A Hawksley show is a world; a Hawksley show is a lifetime lived and died, short gasps and long, living sighs. I’ve seen enough to know. Maybe seen him twenty times; so tonight, I see he is in the finest form. More self-reflective than usual, though. Less jetfuel, more glide. Less a rockstar, more a scribe.

He wrote You and the Candles in the grips, he says, of politics and political angst. And yet, he found such beauty in it, found love in the heart of darkness. It is a song of songs.

There is much to be afraid of today, much to mourn. There are the attacks on science; on the bodies of women, and the lives teetering on the thin green line. There are pretenders playing politics. There is an election here, a budget there. There are those who believe in living, and then there are those who believe in winning. Partisans.

For those partisans seeking power, Hawksley gives a single challenge.

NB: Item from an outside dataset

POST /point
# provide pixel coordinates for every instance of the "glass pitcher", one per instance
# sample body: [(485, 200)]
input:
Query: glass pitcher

“Maybe they should make something lovely,” he says, in front of his three hundred lovers. “Because it seems to be working pretty well for me.”

Before you roll your eyes and sigh “naivete,” think of all the things that could be lovely. A bill drafted through sheathed swords and open ears could be lovely. So could a stand in a parliament, or a congress, born of humility instead of hubris. So could a budget proposal stripped of ideology and founded on logic, vision, true co-operation and a hope that we could figure this thing out, after all.

When empires are humbled, before the eyes of their people, then the truth will be like a parade.

I am neither partisan nor politician, but I’ll take up that call. My only goal in life, henceforth my lone ambition, is to make something lovely. And, once that is done, to do it again. 

You heard it here first.

Sorry I’ve been away, folks. Upon my return from afar I was slammed with work, both in my full-time job and my freelance gigs, and they have conspired to push me far beyond my faculties. I’ve been sleeping three hours a night and sleepwalking through the day. My suitcase is still unpacked. My cats have given up on me. I am an absentee mother.

Almost over, though. And ready for a real, long sleep.